In a not very subtle video featuring burning sage, restaurateur Jeff Katz announced that Del Posto, where he has been the general manager since 2006, is gone for good. Once the fine-dining jewel of disgraced chef Mario Batali and Joe Bastianich’s restaurant group, Del Posto and its lease have been purchased by Katz, the restaurant’s executive chef Melissa J. Rodriguez, and Crown Shy chef James Kent. (Katz is also the co-owner of Crown Shy.)

In its place, the New York Times reports, the trio will open three businesses in the palatial space: a cocktail bar, a more casual restaurant with wood-fired ovens, and a high-end restaurant in the style of Del Posto. Katz tells the paper that this will be Rodriguez’s restaurant, and she adds, “There has been a lot of change in fine dining over the last few years, and we want to figure out what that means for us.”

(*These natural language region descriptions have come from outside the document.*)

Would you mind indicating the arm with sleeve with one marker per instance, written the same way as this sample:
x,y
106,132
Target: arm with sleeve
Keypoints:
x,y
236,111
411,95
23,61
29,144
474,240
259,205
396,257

At its height, Del Posto was considered the most important fine-dining Italian restaurant in the country. In 2010, it became the first Italian restaurant to get a four-star review from the Times since 1974, and Eater described it as “America’s high church of pasta” back in 2016. (The Michelin inspectors weren’t as big of fans.) The ambition of the restaurant’s kitchen was evident in former chef Mark Ladner’s 100-layer lasagna, which New York reported took three kitchen stations to assemble.

Now, Katz says he and his partners want a clean break from Bastianich and Batali, whose reputation had gone from being synonymous with Italian food in America to the systemic problems in the restaurant industry. In 2019, Batali sold his shares in what was then called Batali & Bastianich Hospitality Group following accusations of sexual harassment and assault. Bastianich was also implicated in fostering a boys’-club culture at the restaurants and was recorded making racist and sexist comments on Italian TV.

The closing of Del Posto is another contraction for the restaurant group — recently rebranded as RSC Management Services, which is very close to the name of a real-estate-management company, RCS Management — which closed its pizzeria, Otto, in November.